Gardiner is one of Toronto’s stronger skaters, but ended up on his butt before Kings forward Michael Amadio opened the scoring. He couldn’t say if it was bad ice or something else that caused him to fall as he skated backwards across his own blue line. That resulted in a panicked clearing attempt and costly turnover.

“I’m not sure what happened there,” said Gardiner.

After Mike Cammalleri made it 2-0, Leafs centre Nazem Kadri attempted to skate the puck out of his own end in the final minute of the first period. He instead coughed it up to Tanner Pearson, who found Trevor Lewis all alone.

“You can’t outscore your turnovers,” said Babcock.

“In the first period we definitely didn’t play smart,” added centre Auston Matthews. “Once we started just keeping it simple, getting the puck in and getting after their D, we started generating some more chances.

“For us, it could have helped if we started that from the time the puck dropped.”

The comedy of errors reappeared briefly in the second period when Tyler Toffoli got free of Nikita Zaitsev on a power play and literally shot the puck through McElhinney. He added his second goal a couple minutes later after a neutral zone turnover by the Leafs sent the Kings off in transition.

That made it 5-0.

Given that Toronto consistently enjoyed stretches of strong play, it wasn’t surprising that it ended up making the Kings sweat a bit.

First Auston Matthews scored on a penalty shot – it’s debateable whether Anze Kopitar actually hit his hands on the breakaway that lead to it – and then he found Morgan Rielly with a spinning pass from the corner just before the second intermission.

When Connor Brown tipped home a shot from the high slot to make it 5-3 with 12 minutes left in regulation, there was plenty of time for a comeback.

Kasperi Kapanen soon had two good chances stopped by Kings goalie Jonathan Quick. Matthews shot high after being awarded another penalty shot with 1:19 left when Kings defenceman Jake Muzzin intentionally knocked his net off its moorings.

Time ran out.

There was no surprise in this game for a Leafs team that beat the Kings a couple weeks ago at Air Canada Centre. It always loomed as a tough one on the schedule, but they didn’t do enough to make things a little easier on themselves.

“There shouldn’t be any reason for that,” said Matthews. “Just because it’s a back-to-back, I think it should force us to play a little bit smarter and take care of the puck much more. We definitely didn’t take care of it tonight in the first couple periods.”
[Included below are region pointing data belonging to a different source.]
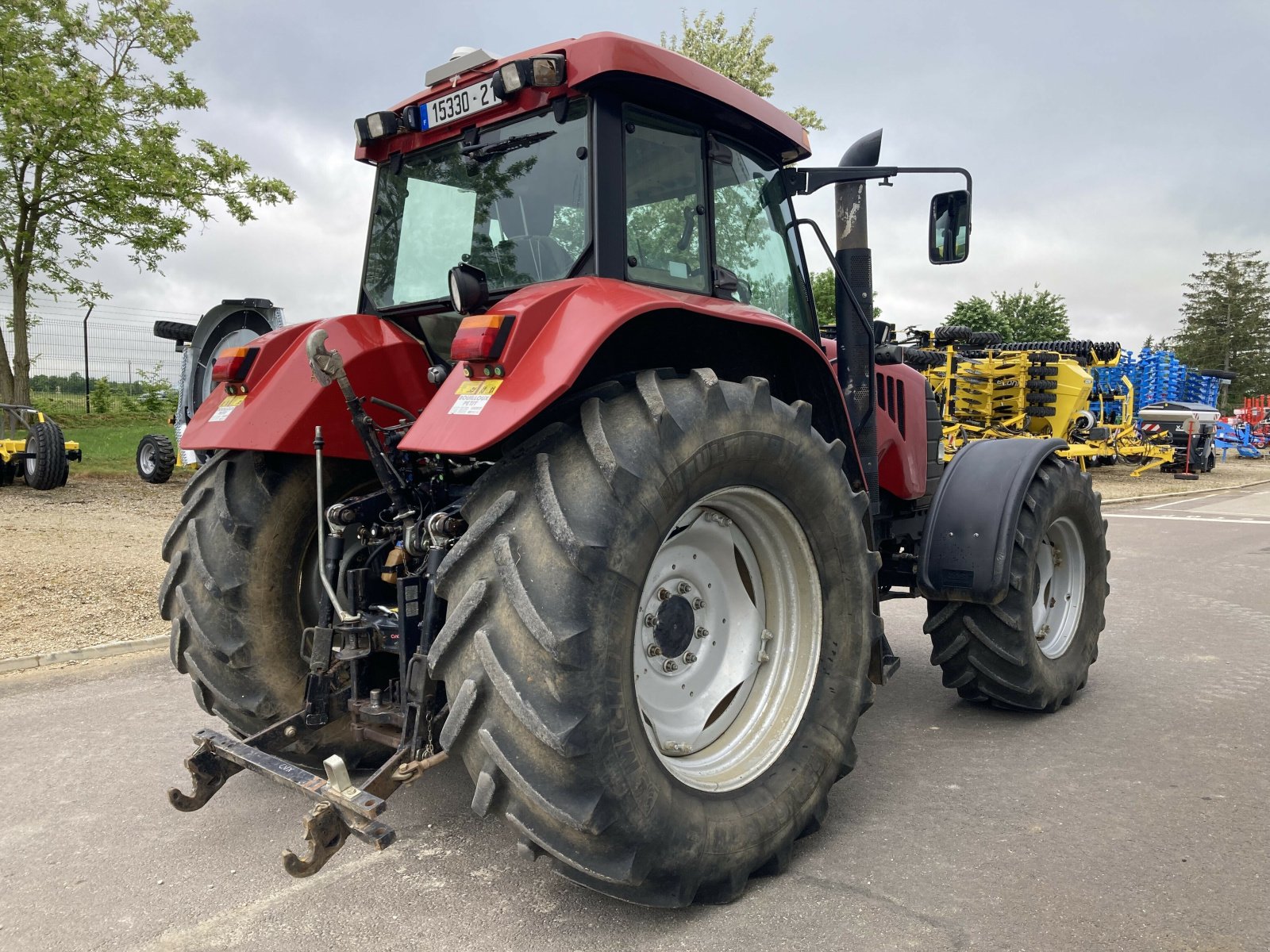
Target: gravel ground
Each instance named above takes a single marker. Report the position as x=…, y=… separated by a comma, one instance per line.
x=1117, y=482
x=80, y=565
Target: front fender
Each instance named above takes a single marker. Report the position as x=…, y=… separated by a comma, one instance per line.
x=971, y=530
x=283, y=403
x=558, y=328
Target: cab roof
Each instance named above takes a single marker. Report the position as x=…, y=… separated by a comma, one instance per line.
x=654, y=75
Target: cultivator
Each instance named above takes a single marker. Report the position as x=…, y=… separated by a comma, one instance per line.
x=994, y=390
x=32, y=446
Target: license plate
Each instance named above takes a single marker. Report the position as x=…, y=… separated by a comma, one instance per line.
x=459, y=105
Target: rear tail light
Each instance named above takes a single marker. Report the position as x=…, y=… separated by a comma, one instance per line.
x=233, y=363
x=482, y=336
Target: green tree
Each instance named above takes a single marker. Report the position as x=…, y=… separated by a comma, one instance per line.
x=741, y=56
x=823, y=285
x=1022, y=315
x=90, y=152
x=1226, y=321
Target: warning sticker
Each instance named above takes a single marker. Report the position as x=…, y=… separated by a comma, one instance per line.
x=471, y=397
x=226, y=408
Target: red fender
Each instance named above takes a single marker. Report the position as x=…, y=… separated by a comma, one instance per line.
x=556, y=329
x=902, y=448
x=283, y=403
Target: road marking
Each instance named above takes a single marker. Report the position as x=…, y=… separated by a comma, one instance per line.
x=1189, y=499
x=1184, y=518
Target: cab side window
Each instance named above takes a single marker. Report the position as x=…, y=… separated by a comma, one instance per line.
x=666, y=202
x=751, y=213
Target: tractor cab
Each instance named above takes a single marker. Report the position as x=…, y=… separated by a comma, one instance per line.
x=583, y=159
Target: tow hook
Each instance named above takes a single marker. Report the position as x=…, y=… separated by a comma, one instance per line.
x=342, y=809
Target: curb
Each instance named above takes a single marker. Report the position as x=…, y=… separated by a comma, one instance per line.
x=82, y=654
x=1180, y=495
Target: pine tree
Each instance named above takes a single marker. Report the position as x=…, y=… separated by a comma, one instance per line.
x=1226, y=321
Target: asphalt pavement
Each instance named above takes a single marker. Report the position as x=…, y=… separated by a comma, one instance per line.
x=1136, y=819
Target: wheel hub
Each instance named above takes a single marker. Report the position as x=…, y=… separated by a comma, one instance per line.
x=727, y=639
x=675, y=626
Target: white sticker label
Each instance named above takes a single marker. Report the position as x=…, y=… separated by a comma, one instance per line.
x=228, y=406
x=471, y=397
x=469, y=404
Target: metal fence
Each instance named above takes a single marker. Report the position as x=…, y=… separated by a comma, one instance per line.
x=111, y=362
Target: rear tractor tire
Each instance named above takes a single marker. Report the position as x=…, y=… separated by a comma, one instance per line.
x=46, y=466
x=241, y=585
x=1033, y=651
x=156, y=459
x=658, y=634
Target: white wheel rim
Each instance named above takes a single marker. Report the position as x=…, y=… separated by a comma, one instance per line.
x=1060, y=588
x=737, y=566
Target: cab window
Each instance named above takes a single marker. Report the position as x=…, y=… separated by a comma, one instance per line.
x=751, y=213
x=666, y=202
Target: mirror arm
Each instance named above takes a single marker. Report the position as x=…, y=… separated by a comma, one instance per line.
x=804, y=182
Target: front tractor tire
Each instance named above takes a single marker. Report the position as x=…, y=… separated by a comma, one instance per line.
x=658, y=634
x=241, y=585
x=1033, y=651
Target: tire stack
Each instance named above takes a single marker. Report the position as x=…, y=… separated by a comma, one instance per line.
x=1041, y=387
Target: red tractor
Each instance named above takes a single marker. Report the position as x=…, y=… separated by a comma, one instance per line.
x=591, y=505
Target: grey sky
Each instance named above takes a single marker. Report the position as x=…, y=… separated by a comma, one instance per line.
x=1110, y=143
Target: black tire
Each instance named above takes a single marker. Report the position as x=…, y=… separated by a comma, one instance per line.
x=156, y=459
x=235, y=590
x=992, y=653
x=175, y=330
x=537, y=653
x=952, y=333
x=46, y=465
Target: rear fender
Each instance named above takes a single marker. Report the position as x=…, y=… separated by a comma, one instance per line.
x=283, y=403
x=971, y=531
x=572, y=334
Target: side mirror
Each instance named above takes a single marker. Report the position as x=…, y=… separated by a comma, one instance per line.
x=950, y=228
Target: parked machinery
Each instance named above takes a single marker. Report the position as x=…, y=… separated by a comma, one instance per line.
x=991, y=390
x=581, y=499
x=33, y=447
x=230, y=324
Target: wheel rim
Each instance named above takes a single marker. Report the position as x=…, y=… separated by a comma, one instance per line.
x=728, y=639
x=1060, y=588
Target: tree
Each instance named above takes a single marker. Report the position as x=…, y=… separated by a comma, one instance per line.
x=1019, y=317
x=92, y=155
x=823, y=289
x=1226, y=321
x=741, y=56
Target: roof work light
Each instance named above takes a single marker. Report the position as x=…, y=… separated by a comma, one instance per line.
x=535, y=71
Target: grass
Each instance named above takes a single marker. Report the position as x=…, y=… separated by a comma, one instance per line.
x=110, y=441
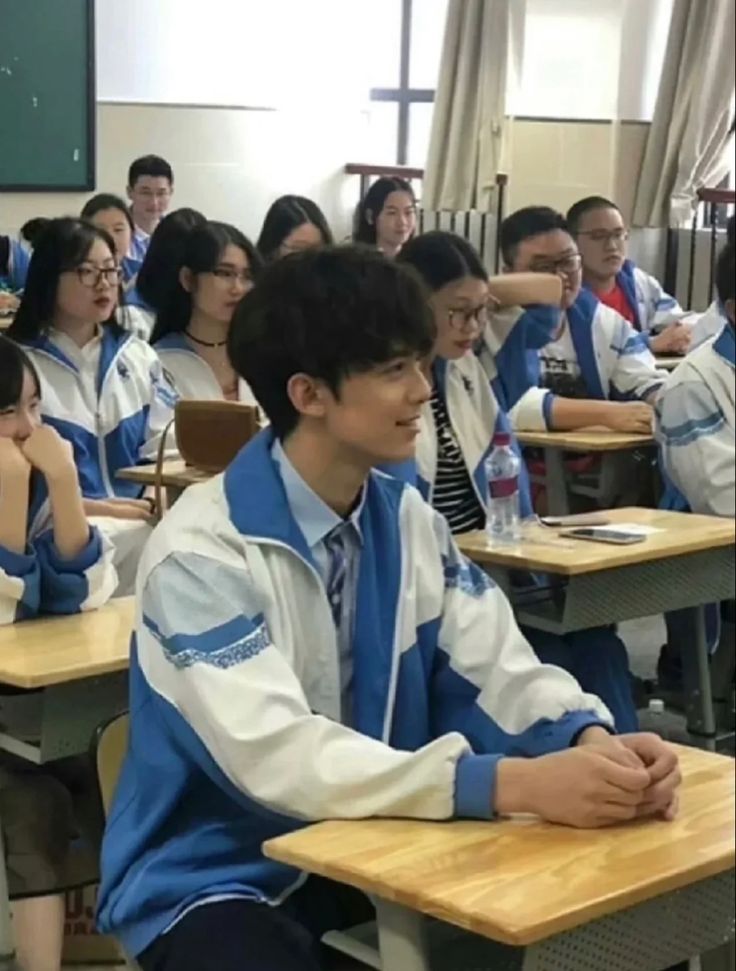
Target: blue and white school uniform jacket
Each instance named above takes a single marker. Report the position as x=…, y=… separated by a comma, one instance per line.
x=696, y=427
x=39, y=581
x=135, y=403
x=708, y=325
x=475, y=417
x=653, y=307
x=191, y=375
x=614, y=359
x=236, y=733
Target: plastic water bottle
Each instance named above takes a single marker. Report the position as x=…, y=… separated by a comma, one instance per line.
x=502, y=472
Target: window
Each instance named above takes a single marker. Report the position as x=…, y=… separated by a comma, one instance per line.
x=406, y=38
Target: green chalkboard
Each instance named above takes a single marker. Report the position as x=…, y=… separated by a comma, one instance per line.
x=47, y=95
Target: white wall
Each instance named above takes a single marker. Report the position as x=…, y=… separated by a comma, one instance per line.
x=229, y=163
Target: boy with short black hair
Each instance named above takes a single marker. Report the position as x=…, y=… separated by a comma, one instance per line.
x=601, y=234
x=310, y=644
x=696, y=420
x=150, y=187
x=570, y=366
x=710, y=324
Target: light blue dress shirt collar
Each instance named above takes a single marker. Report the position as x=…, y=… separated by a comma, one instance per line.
x=313, y=516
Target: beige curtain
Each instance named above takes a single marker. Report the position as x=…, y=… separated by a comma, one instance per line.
x=482, y=48
x=688, y=141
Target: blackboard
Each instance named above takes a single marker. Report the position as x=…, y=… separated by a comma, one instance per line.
x=47, y=95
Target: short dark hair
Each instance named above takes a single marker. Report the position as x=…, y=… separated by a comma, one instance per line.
x=726, y=273
x=14, y=362
x=63, y=246
x=373, y=202
x=159, y=272
x=283, y=217
x=525, y=224
x=152, y=165
x=200, y=253
x=328, y=313
x=103, y=201
x=582, y=207
x=441, y=258
x=32, y=229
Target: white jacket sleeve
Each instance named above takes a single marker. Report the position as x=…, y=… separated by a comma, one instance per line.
x=492, y=686
x=697, y=446
x=531, y=413
x=20, y=585
x=205, y=646
x=634, y=372
x=661, y=308
x=161, y=411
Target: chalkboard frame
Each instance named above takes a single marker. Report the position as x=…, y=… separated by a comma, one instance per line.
x=90, y=180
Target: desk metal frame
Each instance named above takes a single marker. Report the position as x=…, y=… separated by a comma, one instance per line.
x=650, y=936
x=603, y=597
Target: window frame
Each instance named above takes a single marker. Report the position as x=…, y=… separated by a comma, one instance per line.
x=404, y=95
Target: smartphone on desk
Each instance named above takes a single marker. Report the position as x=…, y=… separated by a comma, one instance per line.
x=600, y=534
x=576, y=519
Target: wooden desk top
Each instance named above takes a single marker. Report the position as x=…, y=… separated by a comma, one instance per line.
x=544, y=550
x=592, y=439
x=520, y=881
x=52, y=650
x=175, y=474
x=669, y=363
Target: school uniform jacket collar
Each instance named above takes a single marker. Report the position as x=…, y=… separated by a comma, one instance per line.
x=260, y=511
x=725, y=345
x=627, y=281
x=112, y=339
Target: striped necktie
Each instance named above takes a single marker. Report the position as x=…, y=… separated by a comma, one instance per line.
x=338, y=568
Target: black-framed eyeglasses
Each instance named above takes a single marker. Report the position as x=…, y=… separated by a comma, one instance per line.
x=617, y=236
x=462, y=319
x=566, y=264
x=230, y=276
x=92, y=276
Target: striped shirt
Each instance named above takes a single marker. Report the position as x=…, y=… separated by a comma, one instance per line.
x=454, y=495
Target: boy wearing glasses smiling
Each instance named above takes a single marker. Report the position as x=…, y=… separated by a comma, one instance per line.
x=601, y=235
x=103, y=389
x=150, y=187
x=571, y=366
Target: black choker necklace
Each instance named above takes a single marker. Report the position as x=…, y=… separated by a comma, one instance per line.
x=205, y=343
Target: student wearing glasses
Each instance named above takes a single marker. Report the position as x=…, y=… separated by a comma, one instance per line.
x=386, y=217
x=150, y=188
x=103, y=389
x=570, y=366
x=456, y=433
x=217, y=267
x=108, y=212
x=601, y=236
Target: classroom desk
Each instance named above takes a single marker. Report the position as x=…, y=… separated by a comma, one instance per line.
x=589, y=440
x=71, y=675
x=176, y=474
x=669, y=362
x=534, y=896
x=689, y=564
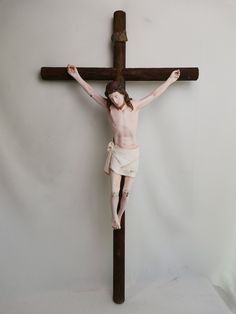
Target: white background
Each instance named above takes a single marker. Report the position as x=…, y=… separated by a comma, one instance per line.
x=55, y=226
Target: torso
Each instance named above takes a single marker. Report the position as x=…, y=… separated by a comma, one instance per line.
x=124, y=125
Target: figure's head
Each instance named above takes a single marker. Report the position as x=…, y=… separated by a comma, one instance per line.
x=116, y=94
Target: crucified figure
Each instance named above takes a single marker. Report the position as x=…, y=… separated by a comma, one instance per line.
x=123, y=150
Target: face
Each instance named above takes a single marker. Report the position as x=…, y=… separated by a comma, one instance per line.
x=117, y=99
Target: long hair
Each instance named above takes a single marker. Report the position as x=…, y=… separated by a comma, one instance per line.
x=117, y=86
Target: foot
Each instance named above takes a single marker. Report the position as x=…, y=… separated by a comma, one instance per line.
x=116, y=222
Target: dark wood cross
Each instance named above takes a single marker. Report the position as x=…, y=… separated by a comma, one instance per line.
x=119, y=39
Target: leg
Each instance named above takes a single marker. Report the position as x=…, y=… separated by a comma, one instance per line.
x=125, y=193
x=115, y=188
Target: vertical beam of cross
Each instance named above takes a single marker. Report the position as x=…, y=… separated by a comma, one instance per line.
x=119, y=39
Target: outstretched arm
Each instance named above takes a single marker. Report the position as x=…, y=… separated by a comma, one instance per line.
x=158, y=91
x=72, y=70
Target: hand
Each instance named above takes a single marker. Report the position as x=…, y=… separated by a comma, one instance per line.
x=174, y=76
x=71, y=69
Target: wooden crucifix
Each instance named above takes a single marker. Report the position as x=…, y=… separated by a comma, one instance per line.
x=119, y=69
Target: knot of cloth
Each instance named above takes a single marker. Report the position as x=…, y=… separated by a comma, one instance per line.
x=119, y=36
x=110, y=148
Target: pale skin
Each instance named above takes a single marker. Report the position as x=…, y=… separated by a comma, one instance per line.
x=124, y=123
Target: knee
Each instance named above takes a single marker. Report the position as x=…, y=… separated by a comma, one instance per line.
x=114, y=194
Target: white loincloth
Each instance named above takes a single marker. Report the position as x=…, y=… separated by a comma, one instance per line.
x=122, y=160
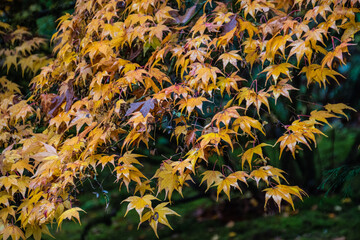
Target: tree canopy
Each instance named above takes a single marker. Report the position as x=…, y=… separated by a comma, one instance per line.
x=206, y=75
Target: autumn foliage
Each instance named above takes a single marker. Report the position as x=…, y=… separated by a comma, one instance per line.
x=205, y=75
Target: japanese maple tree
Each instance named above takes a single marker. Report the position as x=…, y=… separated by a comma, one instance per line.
x=206, y=74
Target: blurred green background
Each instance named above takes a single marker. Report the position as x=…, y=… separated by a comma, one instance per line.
x=330, y=173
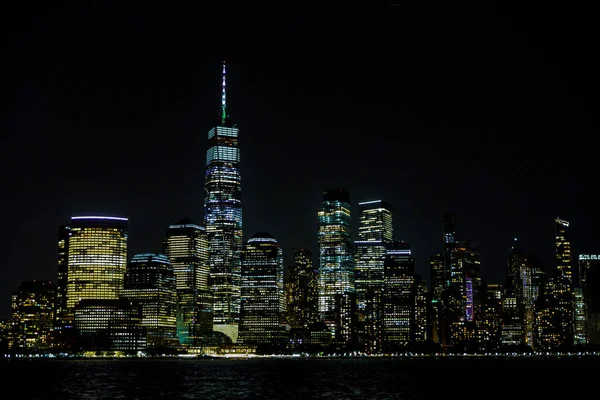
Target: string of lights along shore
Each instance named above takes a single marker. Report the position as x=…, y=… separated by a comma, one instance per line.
x=210, y=294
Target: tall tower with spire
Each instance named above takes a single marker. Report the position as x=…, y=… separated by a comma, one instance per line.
x=223, y=218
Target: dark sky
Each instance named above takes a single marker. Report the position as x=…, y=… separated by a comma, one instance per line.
x=486, y=110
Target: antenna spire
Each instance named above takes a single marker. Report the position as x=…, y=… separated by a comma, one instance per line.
x=223, y=98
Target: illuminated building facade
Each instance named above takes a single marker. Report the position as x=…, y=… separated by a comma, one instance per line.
x=579, y=317
x=223, y=219
x=263, y=301
x=32, y=315
x=301, y=290
x=463, y=300
x=150, y=286
x=336, y=263
x=97, y=259
x=563, y=280
x=513, y=332
x=526, y=278
x=589, y=278
x=109, y=325
x=422, y=326
x=186, y=246
x=398, y=297
x=60, y=313
x=489, y=326
x=548, y=332
x=375, y=234
x=438, y=277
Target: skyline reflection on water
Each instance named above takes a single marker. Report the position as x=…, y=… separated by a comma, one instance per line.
x=344, y=378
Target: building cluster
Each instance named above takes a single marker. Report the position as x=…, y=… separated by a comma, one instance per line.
x=209, y=292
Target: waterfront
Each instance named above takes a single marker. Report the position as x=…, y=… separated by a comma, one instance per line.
x=286, y=378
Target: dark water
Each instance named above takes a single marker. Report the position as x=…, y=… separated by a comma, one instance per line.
x=362, y=378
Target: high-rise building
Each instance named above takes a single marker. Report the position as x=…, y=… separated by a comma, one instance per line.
x=375, y=234
x=489, y=326
x=336, y=263
x=97, y=259
x=32, y=315
x=563, y=280
x=150, y=286
x=525, y=278
x=60, y=308
x=399, y=297
x=186, y=246
x=223, y=218
x=589, y=281
x=301, y=288
x=263, y=301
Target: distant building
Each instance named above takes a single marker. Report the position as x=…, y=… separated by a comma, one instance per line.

Still, the players saw plenty of positives to take from their effort. Los Angeles is now 10-2-1, but the margin between them and the 8-6 Leafs doesn’t appear too vast.

“The game plan was working when we executed it,” said Rielly. “We started working down low and moving our feet. I thought we had time where we were controlling the play a little more, but we didn’t do it enough obviously.”

Babcock noted that the turnovers and a couple lost coverages on the penalty kill are “fixable.” They’ll be discussed before this tough four-game road trip wraps in St. Louis on Saturday night.

Of the Kings, Babcock noted, “It’s pretty easy to get a handle on what they’re doing, but they just do it better and longer than most teams.”

That’s the kind of consistency Toronto is still searching for.